In enterprise software as a service (SaaS), usage-based pricing—a pricing model in which customers are billed only when they use a product or service—is gaining ground. According in a report by VC firm OpenView, about 60% of SaaS businesses today offer some form of usage-based pricing. Recently, Apigee, Google Cloud’s API management platform, made the switch, as did vertical software giant Autodesk.
However, while usage-based pricing has its advantages, it can be more difficult to track from a billing perspective. Companies that pay for pay-as-you-go products often struggle to figure out what to charge their customers for those products.
“This is a new challenge for engineers as they need to build a real-time infrastructure to implement cost control and integrate usage data with product and revenue teams,” said Peter Marton, co-founder and CEO her OpenMeter, he told TechCrunch in an interview. “Real-time data is a challenge from the consumer side as well. A tight feedback loop between customers interacting with usage-based products and consumption reflected in billing and usage dashboards is essential to controlling spending.”
Marton experienced problems with “measurement,” as he calls it, firsthand while working at Stripe as a staff software engineer. There, he encountered blockers that collect usage-based pricing data from different providers and infrastructures and aggregate and analyze that usage together.
Looking for a solution, Marton teamed up with András Tóth, a former Cisco software engineer and Marton’s former colleague at RisingStack, a software development company, to launch OpenMeter, which measures application usage by customers.
As Marton explains, OpenMeter — built on Apache Kafka, an open-source toolkit for handling real-time data streams — processes “usage events” across a company’s technology stack. It then converts the events into human-readable consumption metrics, which it feeds into billing and finance dashboards and customer relationship management databases for product and revenue teams to review.
OpenMeter can also impose usage and rate limits. And it can perform usage-based or hybrid pricing, allowing companies to more transparently (at least in theory) charge their customers.
“OpenMeter is … built for engineers and offers a synthetic architecture to process real-time usage data and control costs,” Marton said. “Enterprises choose OpenMeter for its composability. It’s hard to replace decades of monetization infrastructure all at once, so we’ve created a solution that engineering teams can adopt incrementally.”
Now, OpenMeter isn’t the only game in town when it comes to vendors facing metering dilemmas.
There’s Metronome, which recently raised $43 million for its software that helps companies offer usage-based billing, and Amberflo, which is building toolsets to transform usage-metered SaaS pricing. Elsewhere, M3ter provides SaaS businesses with usage-based pricing solutions.
So what makes OpenMeter different? Well, for one, it’s open source. OpenMeter’s software is available for free to use, with paid options for businesses that prefer managed plans.
Marton hints that it’s also cheaper than the competition — though he acknowledges that exact pricing is still being worked out.
“Competitors in the usage-based space only serve revenue pools with a closed-source, billing-first approach,” he said. “OpenMeter Focuses on New Generation of AI Companies”.
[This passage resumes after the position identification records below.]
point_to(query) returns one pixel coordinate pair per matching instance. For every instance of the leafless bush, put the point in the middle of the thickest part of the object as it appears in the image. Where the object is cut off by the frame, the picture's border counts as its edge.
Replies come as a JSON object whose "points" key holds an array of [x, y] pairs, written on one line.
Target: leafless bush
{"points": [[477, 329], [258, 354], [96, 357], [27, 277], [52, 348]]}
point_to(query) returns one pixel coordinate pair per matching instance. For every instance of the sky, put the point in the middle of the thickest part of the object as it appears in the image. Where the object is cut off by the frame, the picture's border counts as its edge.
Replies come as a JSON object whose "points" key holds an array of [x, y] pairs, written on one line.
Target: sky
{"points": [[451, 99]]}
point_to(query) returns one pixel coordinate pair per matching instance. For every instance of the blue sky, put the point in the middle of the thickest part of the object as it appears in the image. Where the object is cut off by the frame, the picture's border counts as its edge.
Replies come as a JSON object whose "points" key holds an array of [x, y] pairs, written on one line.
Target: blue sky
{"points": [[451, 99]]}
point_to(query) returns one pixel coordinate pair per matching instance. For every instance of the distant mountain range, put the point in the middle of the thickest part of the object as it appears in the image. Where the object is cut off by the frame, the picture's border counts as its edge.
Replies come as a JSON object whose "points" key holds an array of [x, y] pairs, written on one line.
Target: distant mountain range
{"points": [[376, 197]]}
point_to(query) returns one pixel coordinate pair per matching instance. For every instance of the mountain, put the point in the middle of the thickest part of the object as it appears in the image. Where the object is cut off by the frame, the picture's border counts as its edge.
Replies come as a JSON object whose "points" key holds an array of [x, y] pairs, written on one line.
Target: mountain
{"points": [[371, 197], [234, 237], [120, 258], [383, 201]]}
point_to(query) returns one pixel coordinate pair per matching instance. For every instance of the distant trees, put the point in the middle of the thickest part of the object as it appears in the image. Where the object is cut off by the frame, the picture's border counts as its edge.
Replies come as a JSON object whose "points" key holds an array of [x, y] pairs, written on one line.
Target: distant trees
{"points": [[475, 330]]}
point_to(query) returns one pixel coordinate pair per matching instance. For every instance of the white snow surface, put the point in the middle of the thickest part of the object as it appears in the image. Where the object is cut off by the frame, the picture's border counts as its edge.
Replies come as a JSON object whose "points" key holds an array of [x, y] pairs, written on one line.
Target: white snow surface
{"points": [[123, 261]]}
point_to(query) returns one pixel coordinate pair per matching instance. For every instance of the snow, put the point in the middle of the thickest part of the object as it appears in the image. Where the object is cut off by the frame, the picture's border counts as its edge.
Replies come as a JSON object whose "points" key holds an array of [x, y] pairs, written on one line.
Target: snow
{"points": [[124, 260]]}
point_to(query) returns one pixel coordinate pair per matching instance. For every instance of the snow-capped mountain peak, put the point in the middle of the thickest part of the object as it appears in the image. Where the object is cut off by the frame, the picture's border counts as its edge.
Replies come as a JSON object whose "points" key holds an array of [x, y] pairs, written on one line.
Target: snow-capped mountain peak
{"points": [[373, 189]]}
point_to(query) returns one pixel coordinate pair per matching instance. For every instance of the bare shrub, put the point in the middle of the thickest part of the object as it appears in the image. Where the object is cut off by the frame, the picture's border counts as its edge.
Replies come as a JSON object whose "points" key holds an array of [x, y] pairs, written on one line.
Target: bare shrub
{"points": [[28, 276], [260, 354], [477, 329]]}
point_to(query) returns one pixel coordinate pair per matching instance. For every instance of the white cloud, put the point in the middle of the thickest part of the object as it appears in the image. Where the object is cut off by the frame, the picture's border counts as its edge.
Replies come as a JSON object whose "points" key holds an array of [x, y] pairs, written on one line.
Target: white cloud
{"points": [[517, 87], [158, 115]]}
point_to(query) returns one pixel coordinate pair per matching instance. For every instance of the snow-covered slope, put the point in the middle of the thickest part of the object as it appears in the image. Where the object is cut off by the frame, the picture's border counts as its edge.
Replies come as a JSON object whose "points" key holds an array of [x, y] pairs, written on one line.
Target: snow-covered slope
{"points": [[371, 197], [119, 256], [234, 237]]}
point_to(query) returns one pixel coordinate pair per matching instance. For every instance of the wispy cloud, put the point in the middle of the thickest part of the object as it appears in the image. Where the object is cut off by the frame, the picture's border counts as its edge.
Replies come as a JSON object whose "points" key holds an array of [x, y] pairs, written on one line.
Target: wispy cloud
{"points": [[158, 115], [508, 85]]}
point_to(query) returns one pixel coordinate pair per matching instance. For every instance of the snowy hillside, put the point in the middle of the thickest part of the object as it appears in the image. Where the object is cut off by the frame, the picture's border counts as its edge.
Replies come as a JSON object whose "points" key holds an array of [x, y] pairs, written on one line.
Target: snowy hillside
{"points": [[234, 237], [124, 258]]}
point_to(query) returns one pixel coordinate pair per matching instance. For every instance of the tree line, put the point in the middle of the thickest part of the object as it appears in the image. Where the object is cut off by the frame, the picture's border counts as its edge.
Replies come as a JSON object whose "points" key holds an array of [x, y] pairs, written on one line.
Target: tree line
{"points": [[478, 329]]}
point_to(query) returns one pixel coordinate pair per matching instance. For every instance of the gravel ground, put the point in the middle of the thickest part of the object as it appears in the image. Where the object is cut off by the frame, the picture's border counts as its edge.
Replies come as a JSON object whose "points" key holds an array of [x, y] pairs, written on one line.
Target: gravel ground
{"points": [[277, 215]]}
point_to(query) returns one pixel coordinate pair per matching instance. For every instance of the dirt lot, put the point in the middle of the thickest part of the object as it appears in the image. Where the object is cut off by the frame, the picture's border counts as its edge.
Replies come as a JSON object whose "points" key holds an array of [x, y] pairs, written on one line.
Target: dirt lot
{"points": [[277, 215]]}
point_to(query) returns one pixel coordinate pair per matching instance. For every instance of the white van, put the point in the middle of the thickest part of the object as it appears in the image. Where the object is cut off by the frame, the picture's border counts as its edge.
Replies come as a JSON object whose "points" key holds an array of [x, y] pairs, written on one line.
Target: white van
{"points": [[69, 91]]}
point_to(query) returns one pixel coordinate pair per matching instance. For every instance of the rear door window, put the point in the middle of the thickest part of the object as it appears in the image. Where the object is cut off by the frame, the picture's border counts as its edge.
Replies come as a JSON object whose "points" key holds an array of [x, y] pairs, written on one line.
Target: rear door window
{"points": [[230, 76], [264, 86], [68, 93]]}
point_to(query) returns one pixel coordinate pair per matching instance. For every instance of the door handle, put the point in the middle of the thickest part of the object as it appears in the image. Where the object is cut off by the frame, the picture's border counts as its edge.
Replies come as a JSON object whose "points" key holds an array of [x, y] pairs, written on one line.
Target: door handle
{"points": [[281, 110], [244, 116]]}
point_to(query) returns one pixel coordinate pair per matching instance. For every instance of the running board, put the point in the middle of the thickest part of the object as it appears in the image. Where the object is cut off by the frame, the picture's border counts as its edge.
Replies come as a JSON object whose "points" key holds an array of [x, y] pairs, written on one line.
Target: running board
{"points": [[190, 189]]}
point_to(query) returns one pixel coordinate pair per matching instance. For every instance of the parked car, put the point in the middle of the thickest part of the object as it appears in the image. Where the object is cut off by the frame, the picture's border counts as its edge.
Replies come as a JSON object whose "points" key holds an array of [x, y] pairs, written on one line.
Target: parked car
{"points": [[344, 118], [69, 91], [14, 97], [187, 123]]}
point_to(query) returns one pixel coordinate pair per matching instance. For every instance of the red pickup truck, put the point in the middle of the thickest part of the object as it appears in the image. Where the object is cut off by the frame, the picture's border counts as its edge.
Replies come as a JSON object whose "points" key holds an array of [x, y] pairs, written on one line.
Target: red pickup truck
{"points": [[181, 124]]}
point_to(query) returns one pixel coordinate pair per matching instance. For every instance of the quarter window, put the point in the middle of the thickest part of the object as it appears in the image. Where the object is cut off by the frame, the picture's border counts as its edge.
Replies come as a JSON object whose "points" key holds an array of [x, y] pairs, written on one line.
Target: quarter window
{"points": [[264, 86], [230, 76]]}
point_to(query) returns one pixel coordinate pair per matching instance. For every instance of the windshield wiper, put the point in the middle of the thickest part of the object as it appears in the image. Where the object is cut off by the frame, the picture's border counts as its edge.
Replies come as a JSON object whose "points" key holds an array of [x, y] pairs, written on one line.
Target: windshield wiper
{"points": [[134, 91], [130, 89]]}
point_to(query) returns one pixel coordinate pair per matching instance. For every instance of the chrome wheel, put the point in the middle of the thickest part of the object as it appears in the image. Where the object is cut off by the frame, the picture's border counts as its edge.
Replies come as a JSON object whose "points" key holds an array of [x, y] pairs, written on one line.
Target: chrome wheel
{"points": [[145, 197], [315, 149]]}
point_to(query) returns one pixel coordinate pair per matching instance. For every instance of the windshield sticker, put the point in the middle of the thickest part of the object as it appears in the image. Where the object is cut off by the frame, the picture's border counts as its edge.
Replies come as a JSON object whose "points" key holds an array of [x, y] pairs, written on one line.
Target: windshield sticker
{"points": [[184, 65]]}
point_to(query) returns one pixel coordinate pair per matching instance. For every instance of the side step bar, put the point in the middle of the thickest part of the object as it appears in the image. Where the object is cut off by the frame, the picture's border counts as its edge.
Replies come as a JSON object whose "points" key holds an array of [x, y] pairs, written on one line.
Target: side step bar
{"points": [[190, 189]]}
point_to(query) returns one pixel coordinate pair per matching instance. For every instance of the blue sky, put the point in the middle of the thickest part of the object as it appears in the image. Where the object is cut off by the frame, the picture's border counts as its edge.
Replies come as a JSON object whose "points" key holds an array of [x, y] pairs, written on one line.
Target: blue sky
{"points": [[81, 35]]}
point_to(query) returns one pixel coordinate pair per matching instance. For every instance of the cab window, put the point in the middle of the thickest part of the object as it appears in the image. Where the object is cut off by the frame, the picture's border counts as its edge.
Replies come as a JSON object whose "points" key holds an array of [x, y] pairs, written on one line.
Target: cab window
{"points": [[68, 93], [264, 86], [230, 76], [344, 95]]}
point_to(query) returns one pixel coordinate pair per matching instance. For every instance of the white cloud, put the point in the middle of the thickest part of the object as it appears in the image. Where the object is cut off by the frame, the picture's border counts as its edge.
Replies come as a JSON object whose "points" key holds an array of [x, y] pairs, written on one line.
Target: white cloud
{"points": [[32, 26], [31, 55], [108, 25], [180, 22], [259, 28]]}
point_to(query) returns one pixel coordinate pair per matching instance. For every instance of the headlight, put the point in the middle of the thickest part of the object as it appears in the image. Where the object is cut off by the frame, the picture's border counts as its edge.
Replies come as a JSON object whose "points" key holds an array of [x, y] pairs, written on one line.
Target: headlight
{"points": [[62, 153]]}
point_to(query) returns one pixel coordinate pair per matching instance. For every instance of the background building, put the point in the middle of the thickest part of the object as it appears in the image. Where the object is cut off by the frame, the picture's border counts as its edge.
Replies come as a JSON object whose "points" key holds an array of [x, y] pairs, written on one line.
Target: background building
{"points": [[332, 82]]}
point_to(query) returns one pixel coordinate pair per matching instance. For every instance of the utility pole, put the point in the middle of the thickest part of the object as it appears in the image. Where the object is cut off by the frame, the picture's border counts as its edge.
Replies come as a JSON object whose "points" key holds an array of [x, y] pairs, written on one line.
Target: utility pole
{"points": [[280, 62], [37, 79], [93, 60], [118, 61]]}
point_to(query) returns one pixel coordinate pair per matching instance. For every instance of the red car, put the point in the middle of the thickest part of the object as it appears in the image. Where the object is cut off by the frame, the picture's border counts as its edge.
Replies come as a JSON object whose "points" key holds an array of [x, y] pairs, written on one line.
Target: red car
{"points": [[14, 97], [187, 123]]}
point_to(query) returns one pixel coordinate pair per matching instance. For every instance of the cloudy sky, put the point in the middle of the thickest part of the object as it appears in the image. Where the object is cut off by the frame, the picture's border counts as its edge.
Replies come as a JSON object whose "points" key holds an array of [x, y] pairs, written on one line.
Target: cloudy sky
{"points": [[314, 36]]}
In any case, OpenMeter has managed to achieve a measure of early success, raising $3 million from Y Combinator (which incubated it), Haystack and Sunflower Capital. Marton says the company, which currently has four employees based out of its San Francisco office, has “several” market-leading AI companies as clients — but he wasn’t willing to share their names .
“The economic downturn has pushed companies to have tighter control over spending, requiring them to understand cost per user and enforce usage quotas, while revenue teams need to find actionable insights in usage data to find new revenue streams,” Marton said. . “It’s a windfall for OpenMeter.”